SEO Basics: What is a keyword strategy?

To get traffic, you need people willing to visit your site. To get them to visit your site, you need to know what they are looking for, which words they use and what type of content would fit their intent best. In short, you need a keyword strategy. In this SEO Basics article, we’ll take a brief look at what keyword strategy is and how it goes hand in hand with keyword research.

What is keyword strategy?

While many simply talk about doing keyword research to find out what terms you should use, what you do after that is just as important: this is your keyword strategy. A keyword strategy contains every decision you take based upon your findings in your keyword research project, whether it’s about the content you’re planning to write or how you are going to track the results in Analytics. Keyword strategy is about how you want to target those keywords, now and in the future.

A keyword strategy forms when looking at yourself and your environment

You need to have plenty of insights if you want to make informed decisions about your keyword strategy. Start by thoroughly investigating yourself, your product and your competitors.

Looking at yourself

A good keyword strategy starts with looking at yourself and your business. What are you doing and why? What are your goals? What’s your uniqueness in this world? What is the message you want to send? How’s your branding? Why would anyone want to visit your site? Better insights lead to a better understanding of what you want to achieve as to not waste resources. There’s no use focusing on the wrong things.

Looking at search intent

After you’ve fleshed out your uniqueness, it’s time to look at how. Search intent is the why behind the search that should lead to your site. Do you know your audience? Are people only looking for information or are they willing to buy stuff as well? Are there ways for you to target specific intents with focused content to influence this?

Looking at words

Words are at the center of everything. By doing keyword research, you should get great insights into the words people use to find what they are looking for. Now, you need to produce user-oriented content that fits their intent and goals perfectly.

Looking at competition

While writing up your keyword strategy you need to take a good look at your competitors. What are they doing? How well are they ranking for terms you’d like to attack? What kind of content do they have? Are there ways for you to improve on that? Have you thought about looking at the long tail?

Looking at the search engines itself

Of course, while looking at your competitors, you’ll often use search engines to see how they are doing. Doing these types of searches can give you great insights into the strategy of your competitors. It also gives you a very good feel of what happens when you type in your main focus keyphrase. What’s the on-screen real estate like? Are there featured snippets you could target? Are there other types of rich results? Is there a local pack?

In some markets, if you track developments over time, you might see that search engines are increasingly giving answers that lead to no-click searches. Always keep an eye on search engines, but don’t go obsessing about every little algorithm update.

Looking at data

Of course, analyzing data plays a big role in the success of your keyword strategy. Both before and after, Google Analytics provides invaluable insights into the performance of your site. Even Google Search Console can give a lot of stuff to think about and opportunities to pursue!
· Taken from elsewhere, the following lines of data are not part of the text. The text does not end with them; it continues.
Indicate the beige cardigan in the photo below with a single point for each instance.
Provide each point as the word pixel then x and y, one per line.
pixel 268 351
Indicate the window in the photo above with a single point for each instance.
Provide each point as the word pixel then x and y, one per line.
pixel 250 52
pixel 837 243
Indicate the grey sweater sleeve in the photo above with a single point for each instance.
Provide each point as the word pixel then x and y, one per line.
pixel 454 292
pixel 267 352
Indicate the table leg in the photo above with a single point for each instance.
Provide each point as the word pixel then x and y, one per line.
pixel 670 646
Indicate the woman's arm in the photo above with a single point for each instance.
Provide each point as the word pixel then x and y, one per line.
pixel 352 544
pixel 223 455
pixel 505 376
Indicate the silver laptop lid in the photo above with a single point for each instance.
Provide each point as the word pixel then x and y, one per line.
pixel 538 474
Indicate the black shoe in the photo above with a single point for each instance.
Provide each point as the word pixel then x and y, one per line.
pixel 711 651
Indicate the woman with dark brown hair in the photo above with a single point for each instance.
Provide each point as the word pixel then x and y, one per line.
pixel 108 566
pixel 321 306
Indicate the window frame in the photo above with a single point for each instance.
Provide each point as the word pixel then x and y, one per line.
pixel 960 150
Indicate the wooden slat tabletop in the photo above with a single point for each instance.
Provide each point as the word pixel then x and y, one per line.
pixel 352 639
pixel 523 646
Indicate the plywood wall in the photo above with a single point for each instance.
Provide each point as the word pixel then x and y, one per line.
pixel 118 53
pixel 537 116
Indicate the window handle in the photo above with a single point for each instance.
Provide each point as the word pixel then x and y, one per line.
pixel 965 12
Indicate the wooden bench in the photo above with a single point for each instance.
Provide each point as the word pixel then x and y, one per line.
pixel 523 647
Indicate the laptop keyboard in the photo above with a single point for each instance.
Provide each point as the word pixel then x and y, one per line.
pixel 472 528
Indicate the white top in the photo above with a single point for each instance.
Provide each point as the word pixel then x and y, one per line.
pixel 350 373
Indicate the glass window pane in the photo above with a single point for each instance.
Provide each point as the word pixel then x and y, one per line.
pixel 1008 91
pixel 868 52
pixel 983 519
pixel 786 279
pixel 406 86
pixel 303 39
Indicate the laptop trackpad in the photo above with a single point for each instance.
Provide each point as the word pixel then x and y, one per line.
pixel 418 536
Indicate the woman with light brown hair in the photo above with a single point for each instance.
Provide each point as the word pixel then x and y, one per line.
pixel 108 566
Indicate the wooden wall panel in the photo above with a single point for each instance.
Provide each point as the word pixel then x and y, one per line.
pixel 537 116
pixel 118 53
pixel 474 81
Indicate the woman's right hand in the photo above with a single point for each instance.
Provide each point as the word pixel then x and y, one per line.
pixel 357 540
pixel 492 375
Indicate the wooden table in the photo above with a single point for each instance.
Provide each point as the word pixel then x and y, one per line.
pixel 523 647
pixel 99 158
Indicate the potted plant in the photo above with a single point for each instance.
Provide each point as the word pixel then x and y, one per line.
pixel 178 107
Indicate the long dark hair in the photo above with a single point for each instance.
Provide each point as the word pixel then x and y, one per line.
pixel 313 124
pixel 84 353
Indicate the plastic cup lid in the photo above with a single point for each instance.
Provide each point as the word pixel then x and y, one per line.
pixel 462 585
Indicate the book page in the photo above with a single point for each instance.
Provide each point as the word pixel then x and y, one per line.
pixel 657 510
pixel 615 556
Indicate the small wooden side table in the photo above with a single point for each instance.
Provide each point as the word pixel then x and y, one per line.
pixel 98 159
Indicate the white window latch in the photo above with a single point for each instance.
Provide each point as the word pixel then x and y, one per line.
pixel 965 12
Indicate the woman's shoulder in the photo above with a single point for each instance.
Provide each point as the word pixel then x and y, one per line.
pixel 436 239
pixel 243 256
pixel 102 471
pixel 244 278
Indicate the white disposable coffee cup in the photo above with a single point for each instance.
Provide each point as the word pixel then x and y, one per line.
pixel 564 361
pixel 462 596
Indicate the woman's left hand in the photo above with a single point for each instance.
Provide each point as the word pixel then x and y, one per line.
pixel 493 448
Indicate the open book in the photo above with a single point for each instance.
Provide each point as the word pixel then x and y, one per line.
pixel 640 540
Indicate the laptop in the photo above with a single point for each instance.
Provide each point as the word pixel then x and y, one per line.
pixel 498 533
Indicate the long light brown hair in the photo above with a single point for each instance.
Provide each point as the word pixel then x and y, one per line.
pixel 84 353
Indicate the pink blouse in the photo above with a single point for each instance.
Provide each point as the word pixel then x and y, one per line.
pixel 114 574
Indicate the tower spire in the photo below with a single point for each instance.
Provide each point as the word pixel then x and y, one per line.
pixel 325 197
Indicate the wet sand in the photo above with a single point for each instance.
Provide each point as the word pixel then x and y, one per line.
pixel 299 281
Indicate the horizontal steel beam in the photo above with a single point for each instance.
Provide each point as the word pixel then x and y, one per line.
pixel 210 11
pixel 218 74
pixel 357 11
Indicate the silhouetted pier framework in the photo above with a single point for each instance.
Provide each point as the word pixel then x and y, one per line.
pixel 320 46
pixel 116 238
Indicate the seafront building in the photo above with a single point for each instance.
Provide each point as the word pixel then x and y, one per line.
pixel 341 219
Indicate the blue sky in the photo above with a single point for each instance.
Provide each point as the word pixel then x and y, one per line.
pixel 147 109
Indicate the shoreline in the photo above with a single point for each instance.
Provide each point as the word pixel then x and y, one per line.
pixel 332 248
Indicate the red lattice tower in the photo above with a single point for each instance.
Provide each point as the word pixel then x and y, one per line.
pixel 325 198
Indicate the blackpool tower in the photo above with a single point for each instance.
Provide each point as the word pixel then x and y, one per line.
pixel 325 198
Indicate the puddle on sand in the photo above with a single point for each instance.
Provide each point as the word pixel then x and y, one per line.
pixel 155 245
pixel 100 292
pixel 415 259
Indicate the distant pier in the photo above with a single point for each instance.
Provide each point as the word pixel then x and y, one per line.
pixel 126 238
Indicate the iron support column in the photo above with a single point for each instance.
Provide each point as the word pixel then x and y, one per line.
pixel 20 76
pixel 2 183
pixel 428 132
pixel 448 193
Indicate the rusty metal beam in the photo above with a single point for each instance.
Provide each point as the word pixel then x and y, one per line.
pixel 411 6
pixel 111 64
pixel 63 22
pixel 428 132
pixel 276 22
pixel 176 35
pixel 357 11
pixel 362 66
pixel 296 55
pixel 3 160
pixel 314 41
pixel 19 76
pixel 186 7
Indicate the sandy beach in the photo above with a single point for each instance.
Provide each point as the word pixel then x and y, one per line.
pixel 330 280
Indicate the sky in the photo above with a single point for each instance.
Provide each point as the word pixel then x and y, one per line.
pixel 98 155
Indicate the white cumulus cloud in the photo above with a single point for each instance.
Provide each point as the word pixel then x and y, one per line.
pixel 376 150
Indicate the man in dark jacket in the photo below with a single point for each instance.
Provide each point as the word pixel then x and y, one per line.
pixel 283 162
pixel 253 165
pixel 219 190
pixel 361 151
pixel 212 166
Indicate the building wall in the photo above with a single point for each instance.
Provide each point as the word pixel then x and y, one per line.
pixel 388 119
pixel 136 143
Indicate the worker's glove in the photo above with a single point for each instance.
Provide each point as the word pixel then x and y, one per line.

How are you targeting your keywords?

Checking your analytics regularly to keep track of your SEO performance is incredibly important, but can’t have performance without content tailored to the specific needs and goals of your strategy. If you’ve ran through all the steps and did a thorough keyword research, you should have an idea of what you should target and how you should do that. You can use these insights to create the content you need to make a success of your strategy. There’s a lot you can do:

Make landing pages
Create specific types of content for the different search intents
Maybe make specific content to get featured snippets
Or maybe voice search is something that might fit your strategy?
Or apps?
Video?
Something else entirely?

Many roads lead to Rome, but some roads are more difficult than others. You could say that you get to Rome fastest via the highway, but there you might run into a traffic jam because everyone wants to take that route. Sometimes, it’s better to take that rarely traveled mountain pass — the results might wow you!

Update your keyword strategy

On the way, there’s a lot that can happen and your keyword strategy should take that into account. Regularly re-evaluate your keyword strategy. Have there been significant changes in the world around you that need to be assessed? It might be that your users’ language changed or that a new competitor is gobbling up market share. Keep an eye on things and adjust where necessary!